For the same-name concept in differential geometry, see immersion (mathematics).

An example is the inclusion map $\operatorname {Spec} (R/I)\to \operatorname {Spec} (R)$ induced by the canonical map $R\to R/I$ .

## Other characterizations

The following are equivalent:

1. $f:Z\to X$ is a closed immersion.
2. For every open affine $U=\operatorname {Spec} (R)\subset X$ , there exists an ideal $I\subset R$ such that $f^{-1}(U)=\operatorname {Spec} (R/I)$ as schemes over U.
3. There exists an open affine covering $X=\bigcup U_{j},U_{j}=\operatorname {Spec} R_{j}$ and for each j there exists an ideal $I_{j}\subset R_{j}$ such that $f^{-1}(U_{j})=\operatorname {Spec} (R_{j}/I_{j})$ as schemes over $U_{j}$ .
4. There is a quasi-coherent sheaf of ideals ${\mathcal {I}}$ on X such that $f_{\ast }{\mathcal {O}}_{Z}\cong {\mathcal {O}}_{X}/{\mathcal {I}}$ and f is an isomorphism of Z onto the global Spec of ${\mathcal {O}}_{X}/{\mathcal {I}}$ over X.

## Properties

A closed immersion is finite and radicial (universally injective). In particular, a closed immersion is universally closed. A closed immersion is stable under base change and composition. The notion of a closed immersion is local in the sense that f is a closed immersion if and only if for some (equivalently every) open covering $X=\bigcup U_{j}$ the induced map $f:f^{-1}(U_{j})\rightarrow U_{j}$ is a closed immersion.

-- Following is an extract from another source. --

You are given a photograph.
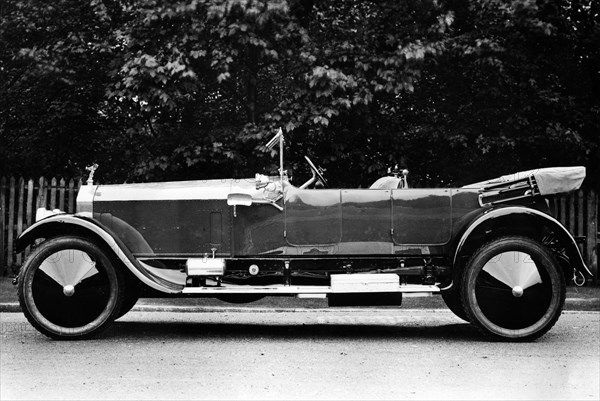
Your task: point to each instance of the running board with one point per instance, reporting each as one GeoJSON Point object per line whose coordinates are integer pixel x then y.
{"type": "Point", "coordinates": [307, 291]}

If the composition $Z\to Y\to X$ is a closed immersion and $Y\to X$ is separated, then $Z\to Y$ is a closed immersion. If X is a separated S-scheme, then every S-section of X is a closed immersion.

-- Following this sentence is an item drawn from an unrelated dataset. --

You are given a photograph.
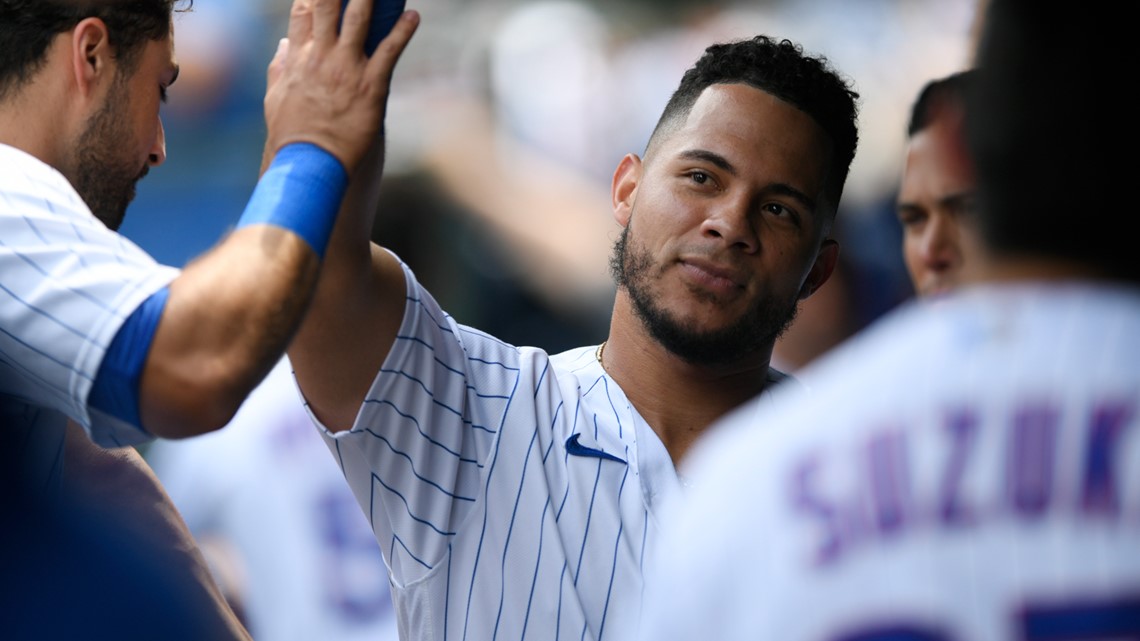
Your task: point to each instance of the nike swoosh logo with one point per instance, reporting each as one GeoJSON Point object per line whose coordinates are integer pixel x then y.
{"type": "Point", "coordinates": [579, 449]}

If $i:Z\to X$ is a closed immersion and ${\mathcal {I}}\subset {\mathcal {O}}_{X}$ is the quasi-coherent sheaf of ideals cutting out Z, then the direct image $i_{*}$ from the category of quasi-coherent sheaves over Z to the category of quasi-coherent sheaves over X is exact, fully faithful with the essential image consisting of ${\mathcal {G}}$ such that ${\mathcal {I}}{\mathcal {G}}=0$ .

A flat closed immersion of finite presentation is the open immersion of an open closed subscheme.